« J’ai eu de la chance », « ils vont se rendre compte que je ne suis pas si compétente », « je ne mérite pas vraiment ce poste »… Si ces phrases vous parlent, sachez que vous êtes loin d’être seule. Le syndrome de l’imposteur touche particulièrement les femmes à haut niveau de responsabilité et ce n’est ni un hasard, ni un simple manque de confiance.
Le concept a été identifié en 1978 par les psychologues Pauline Clance et Suzanne Imes, qui ont observé chez des femmes très performantes un sentiment persistant de ne pas mériter leur réussite, malgré des preuves objectives du contraire. Ce phénomène s’accompagne d’une peur constante d’être « démasquée », et d’une attribution systématique des succès à des facteurs externes (chance, aide d’autrui) plutôt qu’à ses propres compétences.
Les recherches qui ont suivi ont montré que ce syndrome n’est pas qu’une affaire de psychologie individuelle : il est renforcé par des facteurs sociaux et environnementaux, notamment lorsqu’une personne évolue dans un environnement où elle est statistiquement minoritaire (femmes dans des postes de direction, secteurs historiquement masculins, environnements très normés). Le doute de soi y devient alors une réponse compréhensible à un contexte, et non uniquement un trait de personnalité.
D’un point de vue cognitivo-comportemental, le syndrome de l’imposteur repose sur un biais d’attribution : les succès sont expliqués par des causes externes et instables (« j’ai eu de la chance »), tandis que les échecs sont expliqués par des causes internes et stables (« je ne suis pas assez compétente »). Ce biais entretient un sentiment de fraude permanent, quel que soit le niveau réel de compétence.
Le travail thérapeutique consiste à rétablir une attribution plus équilibrée et factuelle : identifier concrètement les compétences, efforts et décisions qui ont mené à un succès, plutôt que de le renvoyer systématiquement au hasard.

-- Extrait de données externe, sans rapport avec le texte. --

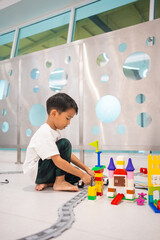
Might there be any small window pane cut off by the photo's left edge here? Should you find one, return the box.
[0,31,15,60]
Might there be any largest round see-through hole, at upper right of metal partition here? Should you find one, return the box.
[123,52,151,80]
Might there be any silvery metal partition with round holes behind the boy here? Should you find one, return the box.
[0,19,160,162]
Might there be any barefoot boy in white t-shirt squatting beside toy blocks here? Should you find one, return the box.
[23,93,94,191]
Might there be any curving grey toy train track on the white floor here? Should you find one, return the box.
[19,189,87,240]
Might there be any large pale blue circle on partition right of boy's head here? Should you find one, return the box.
[95,95,121,123]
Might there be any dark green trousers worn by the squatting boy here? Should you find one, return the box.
[36,138,80,184]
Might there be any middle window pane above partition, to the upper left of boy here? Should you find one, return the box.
[16,12,70,56]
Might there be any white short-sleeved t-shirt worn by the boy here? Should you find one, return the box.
[23,123,61,181]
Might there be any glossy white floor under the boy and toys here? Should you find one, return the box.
[0,151,160,240]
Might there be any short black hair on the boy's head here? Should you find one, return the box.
[46,93,78,114]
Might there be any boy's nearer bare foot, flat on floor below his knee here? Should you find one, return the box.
[53,180,79,192]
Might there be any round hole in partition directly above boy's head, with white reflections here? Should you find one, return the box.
[49,68,68,92]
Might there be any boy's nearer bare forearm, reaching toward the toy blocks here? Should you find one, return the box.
[51,155,91,185]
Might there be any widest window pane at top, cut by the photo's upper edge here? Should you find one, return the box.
[73,0,149,41]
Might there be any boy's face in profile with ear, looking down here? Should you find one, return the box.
[51,108,76,130]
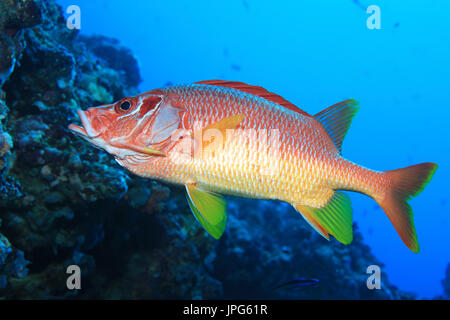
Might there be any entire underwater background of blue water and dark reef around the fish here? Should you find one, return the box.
[0,0,450,299]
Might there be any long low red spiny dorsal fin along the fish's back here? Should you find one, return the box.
[195,80,311,117]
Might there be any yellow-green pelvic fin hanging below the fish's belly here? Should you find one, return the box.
[186,185,227,239]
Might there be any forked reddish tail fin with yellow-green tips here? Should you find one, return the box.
[378,163,437,253]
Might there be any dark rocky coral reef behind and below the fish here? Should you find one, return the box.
[0,0,414,299]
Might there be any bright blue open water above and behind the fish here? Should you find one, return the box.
[58,0,450,298]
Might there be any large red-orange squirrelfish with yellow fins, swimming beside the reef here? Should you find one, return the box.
[69,80,437,252]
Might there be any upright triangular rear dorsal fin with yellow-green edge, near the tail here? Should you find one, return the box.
[314,99,359,153]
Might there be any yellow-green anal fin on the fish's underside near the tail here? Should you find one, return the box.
[293,191,353,244]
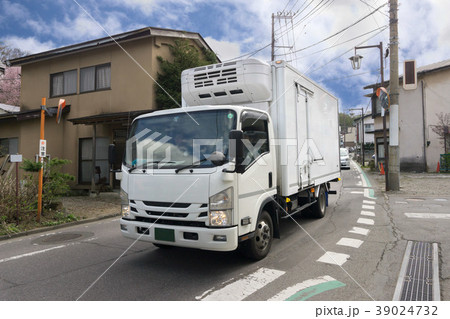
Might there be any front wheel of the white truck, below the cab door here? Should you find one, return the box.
[240,210,273,260]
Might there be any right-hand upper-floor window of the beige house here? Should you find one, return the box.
[80,63,111,93]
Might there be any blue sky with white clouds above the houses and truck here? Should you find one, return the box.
[0,0,450,112]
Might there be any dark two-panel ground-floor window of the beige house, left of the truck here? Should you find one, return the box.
[78,137,109,184]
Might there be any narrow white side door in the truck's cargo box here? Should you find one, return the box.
[295,83,311,188]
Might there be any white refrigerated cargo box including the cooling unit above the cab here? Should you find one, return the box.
[182,59,340,196]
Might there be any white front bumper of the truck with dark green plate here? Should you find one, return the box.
[120,218,238,251]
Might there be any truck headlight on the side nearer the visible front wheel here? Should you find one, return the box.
[209,187,233,227]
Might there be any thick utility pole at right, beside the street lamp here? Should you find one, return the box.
[387,0,400,191]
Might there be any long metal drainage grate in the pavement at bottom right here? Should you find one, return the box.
[394,241,440,301]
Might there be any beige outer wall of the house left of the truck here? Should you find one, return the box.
[0,37,204,186]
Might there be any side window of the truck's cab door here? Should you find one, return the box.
[242,113,269,166]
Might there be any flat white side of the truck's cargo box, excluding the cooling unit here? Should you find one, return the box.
[268,62,340,196]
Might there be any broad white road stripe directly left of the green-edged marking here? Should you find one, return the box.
[196,268,285,301]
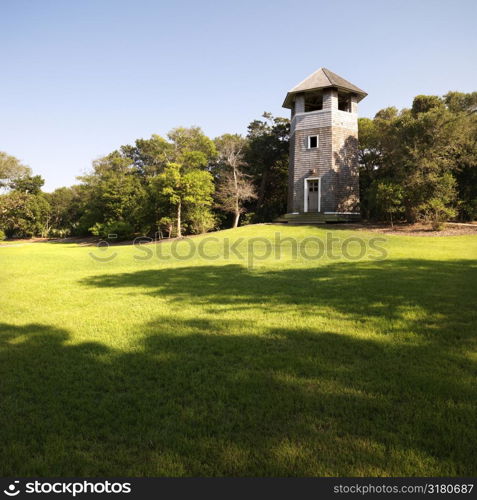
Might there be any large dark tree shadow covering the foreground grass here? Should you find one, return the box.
[0,318,475,476]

Petits outils pour avancer
- Tenir un dossier de compétences : lister factuellement ses réalisations et les compétences mobilisées pour chacune — pas des ressentis, des faits.
- Repérer le glissement d’attribution : à chaque succès, remarquez si votre esprit dit « chance » ou « effort/compétence », et reformulez consciemment.

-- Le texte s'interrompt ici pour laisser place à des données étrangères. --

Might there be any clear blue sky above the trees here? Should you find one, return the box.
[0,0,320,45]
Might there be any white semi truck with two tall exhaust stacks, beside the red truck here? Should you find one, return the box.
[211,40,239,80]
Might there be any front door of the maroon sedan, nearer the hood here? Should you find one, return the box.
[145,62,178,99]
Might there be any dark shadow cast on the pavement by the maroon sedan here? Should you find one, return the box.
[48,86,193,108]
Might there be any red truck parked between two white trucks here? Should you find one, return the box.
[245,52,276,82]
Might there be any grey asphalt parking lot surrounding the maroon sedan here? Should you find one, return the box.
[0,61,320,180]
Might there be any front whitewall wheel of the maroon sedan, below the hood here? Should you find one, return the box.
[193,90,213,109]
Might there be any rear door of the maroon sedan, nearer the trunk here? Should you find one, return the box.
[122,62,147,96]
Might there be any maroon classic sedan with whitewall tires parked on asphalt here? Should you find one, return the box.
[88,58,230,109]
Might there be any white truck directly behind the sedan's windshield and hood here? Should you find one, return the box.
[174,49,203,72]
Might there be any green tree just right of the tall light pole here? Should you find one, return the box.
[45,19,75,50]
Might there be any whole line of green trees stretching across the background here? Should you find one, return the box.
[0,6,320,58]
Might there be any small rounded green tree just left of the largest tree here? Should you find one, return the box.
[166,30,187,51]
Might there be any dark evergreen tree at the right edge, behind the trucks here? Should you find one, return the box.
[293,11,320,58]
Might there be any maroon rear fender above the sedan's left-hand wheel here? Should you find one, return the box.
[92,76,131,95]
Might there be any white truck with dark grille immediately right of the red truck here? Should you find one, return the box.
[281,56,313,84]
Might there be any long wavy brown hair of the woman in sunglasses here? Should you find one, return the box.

- En parler : la recherche montre que le simple fait de nommer ce ressenti à des pairs réduit son intensité, car il révèle son caractère très partagé et non individuel.
- Un accompagnement thérapeutique ou de coaching aide à travailler spécifiquement sur ces schémas d’attribution, en particulier dans les contextes professionnels exigeants.
Douter n’est pas la preuve d’un manque de compétence c’est souvent, au contraire, le signe d’une exigence élevée envers soi-même, qui mérite d’être rééquilibrée plutôt que subie.
Sources scientifiques
Weiner, B. (1985). An attributional theory of achievement motivation and emotion. Psychological Review, 92(4), 548-573
Clance, P. R., & Imes, S. A. (1978). The imposter phenomenon in high achieving women. Psychotherapy: Theory, Research & Practice, 15(3), 241-247.
Sakulku, J., & Alexander, J. (2011). The imposter phenomenon. International Journal of Behavioral Science, 6(1), 73-92.